The low-cost airline Wizzair is currently assuming that around half of the previous year's capacity will be offered and carried out in October 2020. However, people are more cautious about the 2020/21 winter flight schedule.
The management of the low-cost carrier is considered to be quite risk-taking. In Wizzair wording you would say that you see yourself as a “pioneer”. But the downside is that hardly any other carrier changes the route network, the flight plan and the frequencies as often as Wizzair and that independently of Corona. If it does not fit financially within a few weeks or months, the route will be closed. This is exactly what can also be seen during the Corona crisis in Vienna, because the company resumed various routes at an extremely early stage, rebuilt the route network and set some destinations again or changed the frequencies very frequently. The latter can become a nuisance for passengers, because the company persistently refuses to provide replacement transport with another airline, even though it is legally obliged to do so.

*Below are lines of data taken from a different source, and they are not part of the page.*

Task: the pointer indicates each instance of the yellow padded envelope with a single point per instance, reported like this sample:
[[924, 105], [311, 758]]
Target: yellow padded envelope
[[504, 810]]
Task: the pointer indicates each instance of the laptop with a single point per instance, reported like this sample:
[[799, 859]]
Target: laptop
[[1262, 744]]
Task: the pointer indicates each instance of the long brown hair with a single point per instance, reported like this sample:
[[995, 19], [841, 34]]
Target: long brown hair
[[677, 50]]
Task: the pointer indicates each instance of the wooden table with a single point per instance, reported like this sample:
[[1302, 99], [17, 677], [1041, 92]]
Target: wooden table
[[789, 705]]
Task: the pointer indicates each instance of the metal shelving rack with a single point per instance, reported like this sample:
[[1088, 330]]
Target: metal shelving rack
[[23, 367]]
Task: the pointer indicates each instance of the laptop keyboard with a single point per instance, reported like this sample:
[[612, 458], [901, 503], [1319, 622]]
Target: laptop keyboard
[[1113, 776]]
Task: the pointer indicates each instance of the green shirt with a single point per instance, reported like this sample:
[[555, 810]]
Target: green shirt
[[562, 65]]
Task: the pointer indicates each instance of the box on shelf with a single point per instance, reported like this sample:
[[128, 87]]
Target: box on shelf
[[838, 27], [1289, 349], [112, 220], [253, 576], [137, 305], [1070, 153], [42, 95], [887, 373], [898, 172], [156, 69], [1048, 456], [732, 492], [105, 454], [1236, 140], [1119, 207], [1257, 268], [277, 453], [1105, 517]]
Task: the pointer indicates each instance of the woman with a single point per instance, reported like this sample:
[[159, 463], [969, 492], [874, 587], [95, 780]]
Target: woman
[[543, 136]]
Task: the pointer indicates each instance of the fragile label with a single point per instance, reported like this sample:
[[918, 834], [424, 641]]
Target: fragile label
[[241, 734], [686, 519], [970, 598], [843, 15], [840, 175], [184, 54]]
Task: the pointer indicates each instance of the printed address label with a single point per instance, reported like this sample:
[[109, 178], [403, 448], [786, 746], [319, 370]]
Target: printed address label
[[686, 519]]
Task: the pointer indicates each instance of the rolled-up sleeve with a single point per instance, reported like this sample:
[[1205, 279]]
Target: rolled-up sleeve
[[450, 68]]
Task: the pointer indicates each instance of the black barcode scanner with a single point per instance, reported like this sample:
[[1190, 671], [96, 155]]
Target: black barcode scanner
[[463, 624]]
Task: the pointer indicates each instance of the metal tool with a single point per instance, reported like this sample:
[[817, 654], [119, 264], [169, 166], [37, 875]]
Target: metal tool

But Wizzair is also currently having to face reality: Although it has come through the crisis comparatively better than many other providers, demand is currently at an all-time low across Europe. Regardless of which logo is on the fuselage: The airlines have only a few advance bookings, because passengers who want or have to travel book extremely at short notice. Wizzair and Ryanair are selling lots of tickets for single-digit euro prices. If that doesn't help either, then the red pencil has to be found.
The European governments are indirectly enforcing this “red pencil”, because the extremely different entry and quarantine regulations have an extremely detrimental effect on demand. Although the industry is massively pushing for new solutions such as corona rapid tests before each departure as a replacement for the quarantine regulations that are sometimes unattainable for normal passengers, there is currently no short-term solution in sight. And this is exactly where Wizzair comes in: If the travel restrictions do not fall quickly or are replaced by a practicable alternative solution, for example the aforementioned quick tests, the pink low-cost airline assumes that it will be more than 50 percent of the usual in winter To offer capacity. Even this value would then be massively questionable. Of course, the company did not disclose what effects this could have on the thousands of Wizzair employees.